Throughout the complaint, the Plaintiff alleged harassment against the Defendants but did not make a specific claim of threats and harassment. It is noted that claims of verbal harassment, without more, do not amount to a constitutional violation. Bender v. Brumley, 1 F.3d 271, 274 n. 4 (5th Cir. 1993). In Calhoun v. Hargrove, 312 F.3d 730, 734 (5th Cir. 2002), the Fifth Circuit held that verbal abuse and requiring an inmate to beg for food did not provide a basis for an actionable claim under § 1983. Moreover, "mere threatening language and gestures of a custodial officer do not, even if true, amount to constitutional violations." McFadden v. Lucas, 713 F.2d 143, 146 (5th Cir. 1983), cert. denied, 464 U.S. 998 (1983). See also Johnson v. Glick, 481 F.2d 1028, 1033 n. 7 (2nd Cir. 1973) (the use of words, no matter how violent, does not comprise a § 1983 violation). To the extent that the Plaintiff intended to include claims of harassment and threats, such claims are frivolous.
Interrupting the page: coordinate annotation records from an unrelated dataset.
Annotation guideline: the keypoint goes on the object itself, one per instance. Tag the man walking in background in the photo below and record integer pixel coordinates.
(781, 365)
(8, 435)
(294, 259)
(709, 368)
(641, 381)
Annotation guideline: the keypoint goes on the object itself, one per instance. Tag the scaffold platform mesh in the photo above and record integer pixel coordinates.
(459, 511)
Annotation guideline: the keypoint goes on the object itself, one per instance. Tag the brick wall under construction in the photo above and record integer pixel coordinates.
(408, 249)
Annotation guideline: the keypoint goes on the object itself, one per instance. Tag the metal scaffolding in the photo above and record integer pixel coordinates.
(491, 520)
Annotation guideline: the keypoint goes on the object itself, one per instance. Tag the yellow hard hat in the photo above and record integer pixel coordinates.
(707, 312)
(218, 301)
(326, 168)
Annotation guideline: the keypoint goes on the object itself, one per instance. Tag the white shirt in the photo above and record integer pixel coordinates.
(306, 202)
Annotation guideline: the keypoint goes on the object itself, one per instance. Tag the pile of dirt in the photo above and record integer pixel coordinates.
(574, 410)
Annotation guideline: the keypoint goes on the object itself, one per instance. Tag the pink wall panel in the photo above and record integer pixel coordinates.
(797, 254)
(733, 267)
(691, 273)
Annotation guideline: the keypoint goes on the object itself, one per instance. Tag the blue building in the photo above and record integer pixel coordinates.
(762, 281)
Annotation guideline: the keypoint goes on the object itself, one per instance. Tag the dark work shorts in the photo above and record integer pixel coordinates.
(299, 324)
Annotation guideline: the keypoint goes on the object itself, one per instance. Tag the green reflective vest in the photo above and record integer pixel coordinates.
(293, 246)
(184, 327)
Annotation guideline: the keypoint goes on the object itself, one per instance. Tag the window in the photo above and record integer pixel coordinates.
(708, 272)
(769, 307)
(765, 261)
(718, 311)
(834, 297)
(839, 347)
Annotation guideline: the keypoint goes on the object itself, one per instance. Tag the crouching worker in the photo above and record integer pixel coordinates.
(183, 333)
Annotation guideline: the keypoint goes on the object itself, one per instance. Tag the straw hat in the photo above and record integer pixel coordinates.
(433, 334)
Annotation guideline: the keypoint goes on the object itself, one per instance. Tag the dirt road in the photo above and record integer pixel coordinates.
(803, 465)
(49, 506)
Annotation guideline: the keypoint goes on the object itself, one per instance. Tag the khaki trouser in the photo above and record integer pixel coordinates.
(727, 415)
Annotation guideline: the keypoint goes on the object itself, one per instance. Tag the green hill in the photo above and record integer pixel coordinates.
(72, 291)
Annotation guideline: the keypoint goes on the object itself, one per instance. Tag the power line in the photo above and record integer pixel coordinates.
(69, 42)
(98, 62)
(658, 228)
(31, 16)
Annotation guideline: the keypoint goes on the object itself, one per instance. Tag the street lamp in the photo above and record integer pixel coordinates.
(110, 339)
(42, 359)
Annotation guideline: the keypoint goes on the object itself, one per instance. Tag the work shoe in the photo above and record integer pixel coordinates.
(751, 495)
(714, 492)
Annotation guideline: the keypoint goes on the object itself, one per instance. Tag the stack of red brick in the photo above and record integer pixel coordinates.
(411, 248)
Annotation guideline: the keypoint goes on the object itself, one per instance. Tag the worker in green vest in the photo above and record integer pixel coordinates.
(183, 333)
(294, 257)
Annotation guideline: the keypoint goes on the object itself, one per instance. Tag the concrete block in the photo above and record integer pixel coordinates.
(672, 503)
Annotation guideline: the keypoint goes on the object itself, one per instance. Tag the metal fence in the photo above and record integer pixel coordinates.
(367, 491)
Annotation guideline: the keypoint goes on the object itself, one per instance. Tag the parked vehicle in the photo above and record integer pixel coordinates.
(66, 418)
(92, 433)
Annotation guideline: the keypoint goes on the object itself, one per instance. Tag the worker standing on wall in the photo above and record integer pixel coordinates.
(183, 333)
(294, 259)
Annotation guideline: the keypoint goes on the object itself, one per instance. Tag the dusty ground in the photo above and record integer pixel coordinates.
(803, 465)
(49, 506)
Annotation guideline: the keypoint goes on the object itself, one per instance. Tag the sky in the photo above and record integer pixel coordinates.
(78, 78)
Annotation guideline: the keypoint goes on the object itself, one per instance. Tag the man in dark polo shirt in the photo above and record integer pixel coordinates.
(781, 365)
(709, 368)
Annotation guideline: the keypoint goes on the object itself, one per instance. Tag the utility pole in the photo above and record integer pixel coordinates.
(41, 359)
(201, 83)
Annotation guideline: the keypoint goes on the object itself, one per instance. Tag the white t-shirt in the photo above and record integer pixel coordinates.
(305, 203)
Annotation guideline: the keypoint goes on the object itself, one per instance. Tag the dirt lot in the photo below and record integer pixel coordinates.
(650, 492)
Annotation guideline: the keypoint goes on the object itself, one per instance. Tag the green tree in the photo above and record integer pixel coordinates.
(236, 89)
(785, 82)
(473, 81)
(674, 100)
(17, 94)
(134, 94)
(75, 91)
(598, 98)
The Plaintiff also alleged that there was a conspiracy to retaliate against him. To prove a conspiracy, the Plaintiff must prove an actual deprivation of a constitutional right. Slavin v. Curry, 574 F.2d 1256, 1261 (5th Cir. 1978); Villanueva v. McInnis, 723 F.2d 414, 418 (5th Cir. 1984). See also Pfannstiel v. City of Marion, 918 F.2d 1178, 1183 (5th Cir. 1990). He failed to do so.
Finally, the case should be dismissed because the Plaintiff has not shown harm. Fundamental to any civil rights case, a plaintiff must show an injury as a prerequisite to recovery under § 1983. McCord v. Maggio, 927 F.2d 844, 849 (5th Cir. 1991). See also Crowder v. Sinyard, 884 F.2d 804, 812 n. 8 (5th Cir. 1989), cert. denied, 496 U.S. 924 (1990). Thus the facts alleged by the Plaintiff do not provide a basis for a potentially meritorious civil rights lawsuit. The facts as alleged fail to state a claim upon which relief may be granted.
Returning to the Defendants' argument that the case should be dismissed based on qualified immunity, the Plaintiff has not satisfied the first prong requiring a showing of a violation of a clearly established constitutional right. He likewise failed to show that the Defendants' conduct was objectively unreasonable under existing clearly established law. He has not shown that the Defendants are not entitled to have the claims against them dismissed based upon qualified immunity. Consequently, the motion to dismiss should be granted. It is accordingly
ORDERED that the motions to dismiss (docket entry numbers 12 and 20) are GRANTED. It is further
ORDERED that the complaint is DISMISSED with prejudice. It is finally
ORDERED that all motions not previously ruled on are DENIED.